So into the garden they go; both the new one, whose luxuriant growth of verdure is the outcome of but eight or nine years; and the old one, along whose straight walks the feet of the Moorish ladies used to patter under the orange-trees. Beneath them now there are no white bundles of muslin; only on the ground the oranges lie thick, no one in this plenteous land thinking it worth while to pick them up. Jim and his companion pace rather silently to a pretty Moorish summer-house, dug, a few years ago, by the English architect out of a farm-house, into which it had been built. It is dainty and cool, with a little dome and lovely green and blue tiles; and an odd small spring, which is taught to wander by tiny snaky channels into a little basin. They go into the summer-house and sit down.

"Yes, it is pretty," says the girl absently! but her mind is evidently preoccupied by some other subject than the beauty of the giant bignonia which is expanding the multitude of its orange-red clusters all over a low wall, making it into one burning hedge, and has called forth an exclamation of delight from Burgoyne. What that subject is immediately appears.
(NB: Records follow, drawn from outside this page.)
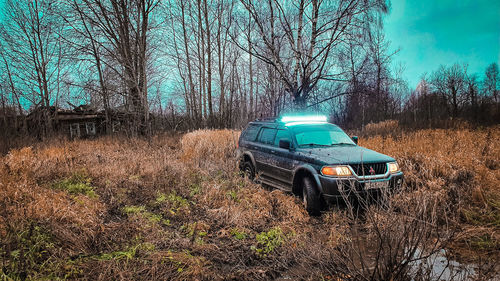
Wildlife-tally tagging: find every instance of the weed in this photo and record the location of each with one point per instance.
(176, 203)
(268, 242)
(29, 254)
(127, 254)
(233, 195)
(238, 234)
(78, 183)
(142, 212)
(484, 242)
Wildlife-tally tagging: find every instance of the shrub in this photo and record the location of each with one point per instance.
(386, 127)
(209, 145)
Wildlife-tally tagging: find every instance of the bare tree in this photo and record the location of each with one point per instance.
(298, 40)
(450, 83)
(121, 29)
(32, 49)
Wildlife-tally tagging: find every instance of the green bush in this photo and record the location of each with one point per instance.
(78, 183)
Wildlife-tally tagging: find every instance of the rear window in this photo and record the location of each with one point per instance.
(267, 135)
(250, 134)
(282, 134)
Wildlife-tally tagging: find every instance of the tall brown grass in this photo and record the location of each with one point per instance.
(174, 207)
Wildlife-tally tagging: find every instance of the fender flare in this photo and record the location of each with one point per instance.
(308, 169)
(252, 159)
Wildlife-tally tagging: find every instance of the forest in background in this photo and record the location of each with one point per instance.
(190, 64)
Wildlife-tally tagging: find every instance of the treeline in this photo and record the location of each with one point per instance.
(448, 95)
(184, 64)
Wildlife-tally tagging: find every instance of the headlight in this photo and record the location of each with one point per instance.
(393, 167)
(336, 171)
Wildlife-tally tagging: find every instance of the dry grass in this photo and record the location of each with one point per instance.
(382, 128)
(175, 207)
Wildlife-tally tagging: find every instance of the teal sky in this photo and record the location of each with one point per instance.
(434, 32)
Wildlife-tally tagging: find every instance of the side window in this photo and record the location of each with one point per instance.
(250, 133)
(266, 135)
(282, 134)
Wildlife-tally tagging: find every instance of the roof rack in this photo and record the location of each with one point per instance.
(266, 119)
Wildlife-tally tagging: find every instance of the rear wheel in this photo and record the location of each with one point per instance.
(311, 198)
(248, 171)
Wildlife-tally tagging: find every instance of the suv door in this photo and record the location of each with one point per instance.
(282, 170)
(265, 151)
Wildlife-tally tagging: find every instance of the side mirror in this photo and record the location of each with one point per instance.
(284, 143)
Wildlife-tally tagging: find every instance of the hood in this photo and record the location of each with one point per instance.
(345, 154)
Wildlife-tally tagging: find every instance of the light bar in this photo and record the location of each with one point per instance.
(310, 118)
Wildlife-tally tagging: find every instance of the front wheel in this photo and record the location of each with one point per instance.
(311, 198)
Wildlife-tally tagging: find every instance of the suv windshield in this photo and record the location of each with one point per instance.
(320, 135)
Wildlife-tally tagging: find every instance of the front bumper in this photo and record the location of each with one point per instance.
(334, 188)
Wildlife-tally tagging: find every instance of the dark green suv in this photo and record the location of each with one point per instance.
(313, 159)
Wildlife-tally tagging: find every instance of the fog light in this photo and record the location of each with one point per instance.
(393, 167)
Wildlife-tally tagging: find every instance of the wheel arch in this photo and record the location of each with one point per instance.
(299, 174)
(247, 156)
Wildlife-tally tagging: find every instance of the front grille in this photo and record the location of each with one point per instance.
(364, 169)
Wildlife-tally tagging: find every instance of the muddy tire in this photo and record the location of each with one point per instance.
(248, 171)
(311, 198)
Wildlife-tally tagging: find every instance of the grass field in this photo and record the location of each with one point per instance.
(175, 207)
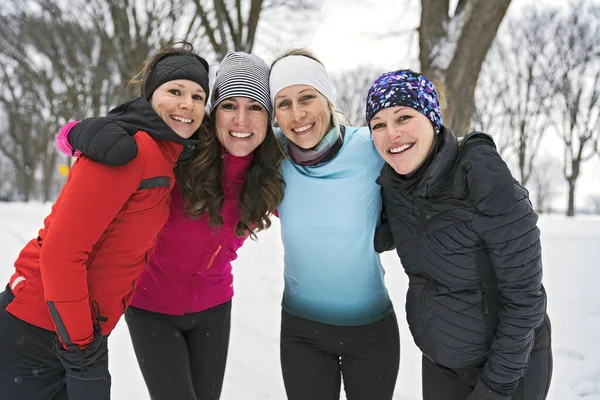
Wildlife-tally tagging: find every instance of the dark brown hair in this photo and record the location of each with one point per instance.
(202, 186)
(180, 48)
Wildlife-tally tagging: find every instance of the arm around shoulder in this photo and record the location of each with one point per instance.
(102, 140)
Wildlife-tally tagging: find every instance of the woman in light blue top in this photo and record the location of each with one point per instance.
(337, 319)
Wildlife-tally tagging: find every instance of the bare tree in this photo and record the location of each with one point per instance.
(232, 25)
(543, 183)
(453, 45)
(575, 78)
(594, 201)
(351, 91)
(75, 57)
(513, 90)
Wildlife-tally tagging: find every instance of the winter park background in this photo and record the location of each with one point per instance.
(571, 276)
(356, 40)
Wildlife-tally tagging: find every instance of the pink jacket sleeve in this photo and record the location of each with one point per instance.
(62, 144)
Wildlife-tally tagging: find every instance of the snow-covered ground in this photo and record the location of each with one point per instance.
(572, 279)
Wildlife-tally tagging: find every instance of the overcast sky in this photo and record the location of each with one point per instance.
(353, 32)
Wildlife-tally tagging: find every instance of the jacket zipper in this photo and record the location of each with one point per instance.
(427, 280)
(212, 258)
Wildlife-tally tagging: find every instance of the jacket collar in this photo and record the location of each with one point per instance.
(423, 183)
(138, 115)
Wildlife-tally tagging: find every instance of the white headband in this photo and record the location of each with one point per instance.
(300, 70)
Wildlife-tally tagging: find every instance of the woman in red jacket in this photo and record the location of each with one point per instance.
(74, 281)
(180, 315)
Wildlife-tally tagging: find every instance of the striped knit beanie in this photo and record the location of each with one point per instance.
(245, 75)
(404, 88)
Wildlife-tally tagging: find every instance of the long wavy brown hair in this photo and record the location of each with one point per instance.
(202, 187)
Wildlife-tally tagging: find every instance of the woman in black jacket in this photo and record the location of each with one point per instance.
(468, 240)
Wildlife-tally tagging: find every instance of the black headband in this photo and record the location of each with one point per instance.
(177, 66)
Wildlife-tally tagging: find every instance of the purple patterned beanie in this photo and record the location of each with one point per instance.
(404, 88)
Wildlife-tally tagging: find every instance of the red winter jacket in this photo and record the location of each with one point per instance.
(83, 267)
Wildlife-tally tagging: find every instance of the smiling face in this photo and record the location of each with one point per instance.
(303, 115)
(403, 136)
(180, 103)
(241, 125)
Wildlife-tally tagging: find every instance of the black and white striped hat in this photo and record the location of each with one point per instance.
(245, 75)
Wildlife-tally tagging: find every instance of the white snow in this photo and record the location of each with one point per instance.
(572, 275)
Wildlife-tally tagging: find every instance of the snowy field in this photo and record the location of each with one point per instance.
(572, 279)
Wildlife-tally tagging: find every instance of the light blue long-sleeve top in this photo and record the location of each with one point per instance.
(329, 213)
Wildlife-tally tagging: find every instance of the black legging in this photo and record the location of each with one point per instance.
(181, 357)
(315, 358)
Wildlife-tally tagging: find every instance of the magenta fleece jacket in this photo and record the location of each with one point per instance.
(190, 269)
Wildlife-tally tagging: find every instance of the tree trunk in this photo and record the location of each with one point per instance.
(571, 205)
(452, 51)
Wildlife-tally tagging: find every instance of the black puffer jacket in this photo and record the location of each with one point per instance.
(467, 238)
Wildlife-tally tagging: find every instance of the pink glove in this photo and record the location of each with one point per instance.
(62, 142)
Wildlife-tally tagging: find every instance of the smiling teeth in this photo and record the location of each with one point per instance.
(400, 149)
(240, 135)
(302, 128)
(183, 120)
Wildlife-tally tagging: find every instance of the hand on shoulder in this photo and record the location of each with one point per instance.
(104, 140)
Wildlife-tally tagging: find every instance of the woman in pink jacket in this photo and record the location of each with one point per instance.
(179, 317)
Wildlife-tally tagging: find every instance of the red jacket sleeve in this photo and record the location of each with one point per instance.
(92, 197)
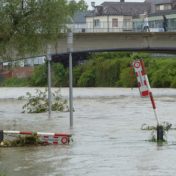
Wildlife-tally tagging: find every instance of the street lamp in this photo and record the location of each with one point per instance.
(93, 6)
(70, 50)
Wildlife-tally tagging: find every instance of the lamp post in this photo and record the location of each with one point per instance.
(70, 50)
(48, 57)
(93, 6)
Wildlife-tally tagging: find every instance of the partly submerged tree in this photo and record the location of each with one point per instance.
(81, 5)
(26, 26)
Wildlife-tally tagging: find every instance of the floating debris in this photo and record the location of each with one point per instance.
(19, 139)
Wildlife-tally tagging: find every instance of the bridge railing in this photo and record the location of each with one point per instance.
(120, 26)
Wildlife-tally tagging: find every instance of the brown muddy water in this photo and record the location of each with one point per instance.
(107, 139)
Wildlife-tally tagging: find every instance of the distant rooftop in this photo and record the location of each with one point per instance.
(120, 8)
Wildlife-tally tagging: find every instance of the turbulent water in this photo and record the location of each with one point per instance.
(107, 139)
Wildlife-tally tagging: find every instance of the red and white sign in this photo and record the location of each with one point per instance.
(141, 78)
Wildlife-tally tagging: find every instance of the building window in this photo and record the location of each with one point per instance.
(114, 22)
(97, 23)
(163, 7)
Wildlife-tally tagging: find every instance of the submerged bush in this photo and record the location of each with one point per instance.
(39, 103)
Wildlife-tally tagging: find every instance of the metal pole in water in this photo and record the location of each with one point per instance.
(49, 85)
(1, 135)
(70, 49)
(159, 129)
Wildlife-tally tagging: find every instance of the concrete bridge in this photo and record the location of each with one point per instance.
(125, 41)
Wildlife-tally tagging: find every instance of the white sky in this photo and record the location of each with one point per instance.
(98, 2)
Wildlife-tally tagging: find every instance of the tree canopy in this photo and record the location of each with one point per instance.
(26, 26)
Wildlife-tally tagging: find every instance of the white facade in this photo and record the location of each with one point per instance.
(109, 23)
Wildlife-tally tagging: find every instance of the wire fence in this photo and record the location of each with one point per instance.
(122, 26)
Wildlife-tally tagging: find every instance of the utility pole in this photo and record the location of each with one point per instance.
(70, 50)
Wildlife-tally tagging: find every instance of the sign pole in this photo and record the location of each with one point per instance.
(70, 50)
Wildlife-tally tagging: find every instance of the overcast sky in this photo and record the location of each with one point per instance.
(98, 2)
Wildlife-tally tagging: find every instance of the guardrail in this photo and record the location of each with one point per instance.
(121, 26)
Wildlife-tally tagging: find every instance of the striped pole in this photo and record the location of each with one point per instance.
(47, 138)
(150, 92)
(144, 85)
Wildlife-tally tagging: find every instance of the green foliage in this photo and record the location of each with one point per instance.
(39, 103)
(87, 79)
(59, 75)
(39, 76)
(18, 82)
(74, 6)
(28, 26)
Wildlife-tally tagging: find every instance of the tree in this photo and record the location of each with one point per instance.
(26, 26)
(81, 5)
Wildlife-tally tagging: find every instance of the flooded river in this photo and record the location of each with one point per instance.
(107, 139)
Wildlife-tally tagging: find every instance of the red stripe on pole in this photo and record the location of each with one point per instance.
(139, 84)
(145, 82)
(152, 100)
(143, 67)
(55, 142)
(144, 93)
(61, 134)
(26, 132)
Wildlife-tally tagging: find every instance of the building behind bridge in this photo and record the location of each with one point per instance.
(126, 16)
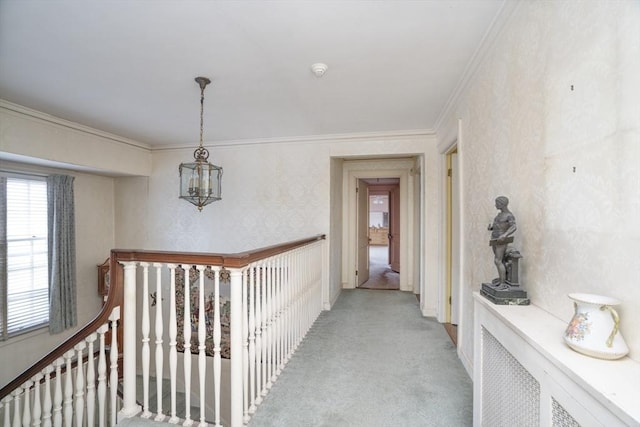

"Do you know who is in Algiers—whom I saw driving through the Place Bressant on Sunday afternoon?"

"Who?"

"The Le Marchants. Ah, you are not surprised!"—rather suspiciously. "You knew already!"

Jim hesitates a second; then, reflecting that, whether or not he acknowledges the fact now, Cecilia is certain to learn it in a day or two at latest, he answers with a slight laugh:

"It would be odd if I did not, seeing that they are staying at my hotel."

"You knew that when you went there?"—very quickly.

"Of course not!"—with a movement of impatience.

A pause.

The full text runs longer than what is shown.